Acoustic Imaging with Compressed Sensing and Microphone Arrays

作者:Ning Fangli*; Liu Yong; Zhang Chao; Wei Jingang; Shi Xudong; Wei Juan
来源:Journal of Computational Acoustics, 2017, 25(4): 1750027.
DOI:10.1142/S0218396X17500278

摘要

This work studies the acoustic imaging problem with compressed sensing (CS) and microphone arrays. The CS algorithm with Basis Pursuit (BP) algorithm has shown satisfying results in acoustic imaging, the maps of which are characterized by super-resolution. However, the performance of the CS algorithm with the BP algorithm is limited to Restricted Isometry Property (RIP), and the algorithm has a long CPU-time.
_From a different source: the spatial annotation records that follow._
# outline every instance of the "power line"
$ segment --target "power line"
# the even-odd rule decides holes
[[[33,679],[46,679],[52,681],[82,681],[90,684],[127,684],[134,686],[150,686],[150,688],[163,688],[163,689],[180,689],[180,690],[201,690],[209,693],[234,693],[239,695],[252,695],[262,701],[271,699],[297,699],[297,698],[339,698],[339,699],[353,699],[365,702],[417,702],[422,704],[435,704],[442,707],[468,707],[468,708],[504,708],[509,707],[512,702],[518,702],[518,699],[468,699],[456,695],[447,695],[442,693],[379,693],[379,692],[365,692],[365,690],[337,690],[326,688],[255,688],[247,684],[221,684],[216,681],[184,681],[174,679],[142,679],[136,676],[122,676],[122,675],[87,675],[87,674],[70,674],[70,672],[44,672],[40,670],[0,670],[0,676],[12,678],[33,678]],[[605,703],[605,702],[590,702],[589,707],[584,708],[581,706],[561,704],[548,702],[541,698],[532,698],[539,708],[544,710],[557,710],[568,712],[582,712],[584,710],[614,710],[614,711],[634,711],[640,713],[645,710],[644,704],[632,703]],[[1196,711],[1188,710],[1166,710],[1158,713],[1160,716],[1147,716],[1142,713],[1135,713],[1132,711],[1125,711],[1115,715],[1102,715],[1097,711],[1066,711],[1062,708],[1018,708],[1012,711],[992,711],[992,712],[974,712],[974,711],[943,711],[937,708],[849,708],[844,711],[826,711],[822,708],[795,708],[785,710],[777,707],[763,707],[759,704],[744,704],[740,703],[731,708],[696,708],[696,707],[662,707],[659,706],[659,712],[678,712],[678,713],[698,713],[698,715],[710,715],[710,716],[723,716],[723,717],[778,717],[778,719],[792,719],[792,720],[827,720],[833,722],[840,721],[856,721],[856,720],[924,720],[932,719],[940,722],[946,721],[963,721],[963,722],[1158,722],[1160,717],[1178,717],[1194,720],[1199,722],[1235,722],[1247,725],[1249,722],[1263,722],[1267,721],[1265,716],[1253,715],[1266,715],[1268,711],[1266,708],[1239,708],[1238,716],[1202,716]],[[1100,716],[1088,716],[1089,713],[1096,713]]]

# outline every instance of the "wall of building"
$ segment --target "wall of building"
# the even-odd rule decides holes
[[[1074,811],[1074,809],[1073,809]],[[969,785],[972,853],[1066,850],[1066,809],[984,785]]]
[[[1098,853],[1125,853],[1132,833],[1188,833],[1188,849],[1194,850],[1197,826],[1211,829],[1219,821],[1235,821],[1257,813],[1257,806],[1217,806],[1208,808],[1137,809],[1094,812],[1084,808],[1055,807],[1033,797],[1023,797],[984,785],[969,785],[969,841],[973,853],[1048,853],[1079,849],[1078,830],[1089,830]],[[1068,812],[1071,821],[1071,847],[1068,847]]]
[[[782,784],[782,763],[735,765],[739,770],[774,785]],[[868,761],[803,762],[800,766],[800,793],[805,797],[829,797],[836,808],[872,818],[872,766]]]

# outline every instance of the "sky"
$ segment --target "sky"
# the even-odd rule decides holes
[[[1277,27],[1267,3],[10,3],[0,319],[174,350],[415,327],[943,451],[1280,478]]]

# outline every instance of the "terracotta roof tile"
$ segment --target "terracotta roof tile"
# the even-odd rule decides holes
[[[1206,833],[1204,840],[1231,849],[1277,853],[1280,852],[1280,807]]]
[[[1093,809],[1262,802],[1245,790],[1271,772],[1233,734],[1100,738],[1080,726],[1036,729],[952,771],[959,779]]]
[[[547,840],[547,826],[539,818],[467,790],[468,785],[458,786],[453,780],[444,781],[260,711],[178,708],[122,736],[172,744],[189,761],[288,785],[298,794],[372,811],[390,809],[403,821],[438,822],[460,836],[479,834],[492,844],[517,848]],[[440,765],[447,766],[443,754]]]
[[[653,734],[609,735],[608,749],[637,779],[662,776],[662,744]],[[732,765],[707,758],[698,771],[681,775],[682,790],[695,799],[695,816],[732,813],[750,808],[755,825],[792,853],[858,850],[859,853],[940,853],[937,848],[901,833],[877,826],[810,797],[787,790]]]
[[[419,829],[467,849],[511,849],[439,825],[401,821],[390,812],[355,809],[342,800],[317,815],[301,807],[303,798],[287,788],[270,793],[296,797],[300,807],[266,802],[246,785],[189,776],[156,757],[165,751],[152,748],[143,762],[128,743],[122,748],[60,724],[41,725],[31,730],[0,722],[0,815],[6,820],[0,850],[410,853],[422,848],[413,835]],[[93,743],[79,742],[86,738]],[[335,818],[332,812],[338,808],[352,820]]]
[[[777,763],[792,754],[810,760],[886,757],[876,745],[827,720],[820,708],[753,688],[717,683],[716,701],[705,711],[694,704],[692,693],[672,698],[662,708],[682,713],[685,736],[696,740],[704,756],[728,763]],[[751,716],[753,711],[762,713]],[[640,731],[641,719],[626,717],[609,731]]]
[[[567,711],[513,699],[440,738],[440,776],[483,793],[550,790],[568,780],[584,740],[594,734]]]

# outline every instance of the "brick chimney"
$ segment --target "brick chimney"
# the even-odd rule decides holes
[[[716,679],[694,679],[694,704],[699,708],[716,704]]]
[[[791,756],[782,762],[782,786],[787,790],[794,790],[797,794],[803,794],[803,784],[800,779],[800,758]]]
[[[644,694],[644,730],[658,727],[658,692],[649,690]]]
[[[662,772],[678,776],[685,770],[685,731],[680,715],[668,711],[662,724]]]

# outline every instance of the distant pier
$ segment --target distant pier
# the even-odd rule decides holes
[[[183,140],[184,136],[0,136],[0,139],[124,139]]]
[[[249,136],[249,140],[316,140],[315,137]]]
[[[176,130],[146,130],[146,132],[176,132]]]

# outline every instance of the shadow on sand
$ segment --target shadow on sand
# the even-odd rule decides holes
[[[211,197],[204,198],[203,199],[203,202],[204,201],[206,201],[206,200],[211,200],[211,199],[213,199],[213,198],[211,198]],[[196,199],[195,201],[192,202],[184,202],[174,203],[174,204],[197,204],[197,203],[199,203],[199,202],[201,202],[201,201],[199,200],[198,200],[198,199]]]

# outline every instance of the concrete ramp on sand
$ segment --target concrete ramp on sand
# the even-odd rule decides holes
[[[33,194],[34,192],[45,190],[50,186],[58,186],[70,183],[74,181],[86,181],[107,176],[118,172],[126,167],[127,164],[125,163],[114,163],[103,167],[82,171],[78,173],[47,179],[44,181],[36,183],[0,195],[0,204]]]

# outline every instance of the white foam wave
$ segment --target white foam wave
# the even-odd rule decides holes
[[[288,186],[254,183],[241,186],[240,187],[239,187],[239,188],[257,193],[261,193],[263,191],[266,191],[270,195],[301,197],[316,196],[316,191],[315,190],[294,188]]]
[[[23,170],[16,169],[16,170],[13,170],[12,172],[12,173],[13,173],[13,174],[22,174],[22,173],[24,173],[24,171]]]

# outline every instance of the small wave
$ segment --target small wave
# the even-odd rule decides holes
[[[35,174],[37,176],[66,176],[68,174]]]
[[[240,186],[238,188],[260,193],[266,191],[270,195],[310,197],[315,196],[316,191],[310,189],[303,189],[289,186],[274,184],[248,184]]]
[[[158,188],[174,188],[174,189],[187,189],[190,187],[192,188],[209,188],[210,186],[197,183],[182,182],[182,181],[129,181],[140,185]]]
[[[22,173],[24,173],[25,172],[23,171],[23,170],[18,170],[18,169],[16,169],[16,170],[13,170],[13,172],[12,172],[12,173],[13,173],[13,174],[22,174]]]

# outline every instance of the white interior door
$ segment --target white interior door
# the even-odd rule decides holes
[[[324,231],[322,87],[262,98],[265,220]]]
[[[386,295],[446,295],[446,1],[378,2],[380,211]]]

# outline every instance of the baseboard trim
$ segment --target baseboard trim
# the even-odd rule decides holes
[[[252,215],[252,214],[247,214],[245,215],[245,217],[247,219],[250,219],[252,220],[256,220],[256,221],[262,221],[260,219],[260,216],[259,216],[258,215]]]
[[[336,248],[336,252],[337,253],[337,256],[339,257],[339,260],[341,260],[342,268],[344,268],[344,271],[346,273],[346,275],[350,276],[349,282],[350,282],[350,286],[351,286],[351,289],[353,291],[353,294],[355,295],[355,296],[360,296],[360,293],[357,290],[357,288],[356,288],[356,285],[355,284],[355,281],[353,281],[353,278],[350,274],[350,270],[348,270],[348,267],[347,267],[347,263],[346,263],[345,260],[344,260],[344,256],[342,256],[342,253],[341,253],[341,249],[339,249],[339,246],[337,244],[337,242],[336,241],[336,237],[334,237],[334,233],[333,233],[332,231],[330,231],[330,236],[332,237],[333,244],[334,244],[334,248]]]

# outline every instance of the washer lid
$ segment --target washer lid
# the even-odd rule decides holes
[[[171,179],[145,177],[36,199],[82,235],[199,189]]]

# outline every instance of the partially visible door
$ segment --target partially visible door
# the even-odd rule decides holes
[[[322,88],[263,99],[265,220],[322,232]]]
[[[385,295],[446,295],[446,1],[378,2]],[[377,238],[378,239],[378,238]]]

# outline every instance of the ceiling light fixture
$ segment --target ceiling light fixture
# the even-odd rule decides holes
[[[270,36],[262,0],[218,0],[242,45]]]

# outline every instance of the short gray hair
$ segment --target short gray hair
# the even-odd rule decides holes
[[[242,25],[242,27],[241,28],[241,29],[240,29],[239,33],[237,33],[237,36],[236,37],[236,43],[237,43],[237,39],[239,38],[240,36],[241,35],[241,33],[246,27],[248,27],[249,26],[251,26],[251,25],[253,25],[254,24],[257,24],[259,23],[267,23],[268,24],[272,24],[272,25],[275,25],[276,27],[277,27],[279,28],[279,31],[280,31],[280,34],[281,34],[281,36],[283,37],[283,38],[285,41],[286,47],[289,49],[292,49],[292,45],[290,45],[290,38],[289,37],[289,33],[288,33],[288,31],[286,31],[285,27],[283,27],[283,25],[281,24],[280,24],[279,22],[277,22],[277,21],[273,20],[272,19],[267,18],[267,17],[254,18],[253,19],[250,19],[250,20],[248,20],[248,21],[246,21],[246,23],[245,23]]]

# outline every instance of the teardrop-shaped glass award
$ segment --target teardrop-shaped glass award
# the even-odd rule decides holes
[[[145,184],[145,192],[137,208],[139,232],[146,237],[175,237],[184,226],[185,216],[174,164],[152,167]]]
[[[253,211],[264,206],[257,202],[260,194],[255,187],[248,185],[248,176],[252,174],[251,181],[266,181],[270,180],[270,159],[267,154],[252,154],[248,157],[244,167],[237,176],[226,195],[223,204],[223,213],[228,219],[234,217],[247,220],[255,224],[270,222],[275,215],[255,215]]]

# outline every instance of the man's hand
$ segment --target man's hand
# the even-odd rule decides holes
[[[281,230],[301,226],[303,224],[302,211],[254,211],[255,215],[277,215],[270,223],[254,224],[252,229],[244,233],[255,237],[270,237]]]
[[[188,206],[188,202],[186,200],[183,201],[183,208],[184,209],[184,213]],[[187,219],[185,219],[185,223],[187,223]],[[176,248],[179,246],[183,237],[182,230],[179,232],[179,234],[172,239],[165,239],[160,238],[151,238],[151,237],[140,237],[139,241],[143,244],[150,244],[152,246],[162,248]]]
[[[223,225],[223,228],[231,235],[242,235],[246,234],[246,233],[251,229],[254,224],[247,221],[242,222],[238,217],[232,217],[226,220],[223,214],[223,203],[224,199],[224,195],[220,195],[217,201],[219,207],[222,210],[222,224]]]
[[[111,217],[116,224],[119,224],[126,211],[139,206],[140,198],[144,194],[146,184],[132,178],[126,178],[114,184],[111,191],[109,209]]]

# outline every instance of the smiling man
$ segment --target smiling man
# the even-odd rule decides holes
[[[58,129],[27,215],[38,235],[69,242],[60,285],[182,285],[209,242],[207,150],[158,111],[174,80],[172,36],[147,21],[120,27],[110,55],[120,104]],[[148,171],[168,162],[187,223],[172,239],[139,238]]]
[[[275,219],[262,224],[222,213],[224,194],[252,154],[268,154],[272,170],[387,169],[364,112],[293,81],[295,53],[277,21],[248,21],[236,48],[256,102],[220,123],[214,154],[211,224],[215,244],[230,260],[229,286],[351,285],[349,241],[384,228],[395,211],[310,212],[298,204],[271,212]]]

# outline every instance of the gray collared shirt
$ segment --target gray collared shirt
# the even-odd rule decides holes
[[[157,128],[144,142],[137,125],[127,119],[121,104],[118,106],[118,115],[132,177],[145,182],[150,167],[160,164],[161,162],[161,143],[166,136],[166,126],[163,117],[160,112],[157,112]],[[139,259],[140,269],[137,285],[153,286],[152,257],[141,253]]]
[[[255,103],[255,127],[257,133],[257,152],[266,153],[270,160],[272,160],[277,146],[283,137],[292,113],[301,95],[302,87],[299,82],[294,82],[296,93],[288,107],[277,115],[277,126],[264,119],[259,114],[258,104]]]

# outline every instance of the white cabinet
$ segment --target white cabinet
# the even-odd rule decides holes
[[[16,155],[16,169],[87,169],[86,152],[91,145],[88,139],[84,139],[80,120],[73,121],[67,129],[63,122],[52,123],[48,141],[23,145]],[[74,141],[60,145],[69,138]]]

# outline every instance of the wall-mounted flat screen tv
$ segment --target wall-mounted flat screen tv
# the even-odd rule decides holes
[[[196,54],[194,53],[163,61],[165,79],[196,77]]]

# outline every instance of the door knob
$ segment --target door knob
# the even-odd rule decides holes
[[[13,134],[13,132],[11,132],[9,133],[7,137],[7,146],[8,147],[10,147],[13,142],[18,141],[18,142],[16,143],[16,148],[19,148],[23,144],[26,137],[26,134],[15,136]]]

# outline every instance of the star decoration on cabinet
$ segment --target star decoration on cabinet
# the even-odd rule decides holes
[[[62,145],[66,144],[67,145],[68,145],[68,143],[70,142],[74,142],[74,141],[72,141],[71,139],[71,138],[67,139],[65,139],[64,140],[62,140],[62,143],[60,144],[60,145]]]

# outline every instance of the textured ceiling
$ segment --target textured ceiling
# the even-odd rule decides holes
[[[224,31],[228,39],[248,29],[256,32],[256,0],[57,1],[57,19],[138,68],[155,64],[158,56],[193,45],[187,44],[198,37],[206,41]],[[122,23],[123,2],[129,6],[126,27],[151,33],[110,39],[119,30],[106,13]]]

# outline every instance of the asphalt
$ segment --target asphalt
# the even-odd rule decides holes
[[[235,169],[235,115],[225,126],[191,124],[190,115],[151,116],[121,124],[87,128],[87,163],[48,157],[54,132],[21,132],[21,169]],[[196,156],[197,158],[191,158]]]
We propose a new CS algorithm with Orthogonal Matching Pursuit (OMP) algorithm for acoustic imaging. The performance of the OMP algorithm with regard to RIP is examined through numerical simulation in this work. The simulation results and CPU-time for OMP algorithm are compared with those of the BP algorithm and the conventional beamformer (CBF). When the RIP does not hold, satisfying results can still be obtained by the OMP algorithm, and the CPU-time for OMP algorithm is far less than BP algorithm. In order to validate the feasibility of the OMP algorithm in acoustic imaging, an experiment is also conducted in a semi-anechoic room. Two mobile phones are served as sound sources. We investigate the mobile phones sources and compare the experimental results with those of BP algorithm and CBF method. The OMP algorithm can locate the main sources at low frequencies, while the CBF method can just give a rough indication and fails for low frequencies due to the width of its main lobe. Due to many reconstructed sources outside of the expected source positions existing on the map, the BP algorithm fails to locate the main sources at low frequencies.